YouTube adds thousands of ad-supported TV shows for free

The news: YouTube users will now be able to stream over 4,000 full seasons of TV shows on the platform for free with ads, with plans to add up to 100 more shows and films every week.

  • The list of shows now available includes reality TV hits whose clips are already incredibly popular on the platform like “Kitchen Nightmares,” and a laundry list of shows from eras past like “Father Knows Best” and “Andromeda.”

How we got here: YouTube is late to the ad-supported video-on-demand (AVOD) TV show craze that Tubi, Roku, and other major streaming platforms like Disney+ and HBO Max are all getting in on, but it’s been inching in this direction for a while.

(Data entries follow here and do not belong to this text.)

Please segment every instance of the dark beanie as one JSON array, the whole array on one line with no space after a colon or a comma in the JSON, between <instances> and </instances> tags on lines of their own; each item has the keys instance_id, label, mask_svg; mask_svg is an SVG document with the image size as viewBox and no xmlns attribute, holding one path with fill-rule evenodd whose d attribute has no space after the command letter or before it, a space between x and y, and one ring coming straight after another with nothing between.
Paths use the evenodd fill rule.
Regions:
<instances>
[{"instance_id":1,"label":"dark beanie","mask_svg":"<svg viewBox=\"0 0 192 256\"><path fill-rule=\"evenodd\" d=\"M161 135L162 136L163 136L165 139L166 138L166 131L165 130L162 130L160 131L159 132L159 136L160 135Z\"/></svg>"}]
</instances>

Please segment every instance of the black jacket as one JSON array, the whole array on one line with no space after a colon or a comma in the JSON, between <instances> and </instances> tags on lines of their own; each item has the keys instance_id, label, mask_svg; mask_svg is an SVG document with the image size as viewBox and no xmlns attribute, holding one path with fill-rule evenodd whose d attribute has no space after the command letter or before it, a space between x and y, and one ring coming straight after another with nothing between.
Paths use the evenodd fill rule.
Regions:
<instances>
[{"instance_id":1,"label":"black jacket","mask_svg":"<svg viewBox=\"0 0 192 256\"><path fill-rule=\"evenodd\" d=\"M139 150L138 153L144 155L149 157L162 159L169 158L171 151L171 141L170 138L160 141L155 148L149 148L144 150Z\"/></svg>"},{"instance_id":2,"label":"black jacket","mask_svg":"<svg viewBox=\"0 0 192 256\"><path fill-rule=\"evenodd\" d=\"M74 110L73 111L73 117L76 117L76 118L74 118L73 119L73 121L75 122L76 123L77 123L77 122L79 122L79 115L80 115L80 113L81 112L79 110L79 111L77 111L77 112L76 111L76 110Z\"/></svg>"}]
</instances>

  • It might be cheaper for YouTube to license TV shows than to create its own: In January, YouTube shut down its Originals division, which failed to produce hits on the level of other streaming originals.
  • TV is also an obvious opportunity for YouTube, whose viewers are increasingly watching the platform from smart and connected TVs. In 2022, 57% of YouTube viewers will use the platform on a CTV at least once per month, jumping to 60.8% by 2025.

The AVOD opportunity: Adding TV shows helps YouTube in several key areas, and allows it to reach the growing audience for ad-supported video that could help make it an even more dominant hub for digital video.

  • YouTube’s historical issues with its algorithm’s promotion of upsetting or harmful content is again under the spotlight thanks to Russia’s invasion of Ukraine, raising brand safety concerns. But now, YouTube’s vast TV catalog gives brands a safe space to advertise without fear of their ads running before combat footage or fringe political content.
  • It's not just advertisers who benefit from AVOD channels: Viewers are increasingly using a mix of subscription and advertising-based video. We expect the number of US AVOD viewers to rise from 127.7 million in 2021 to 164.0 million in 2025.

Looking forward: YouTube is already a leader when it comes to non-TV digital video like live streaming, and it leads all social media platforms in time spent. But many of the most popular shows of the moment—including older shows like “The Office” whose clips have historically reached millions of views on the platform—are now locked exclusively behind competing streaming services.

  • Tapping into the growing demand for ad-supported digital video gives YouTube another channel to boost watch time and appease advertisers, but it won’t put it in the cultural driving seat like its subscription-based competitors.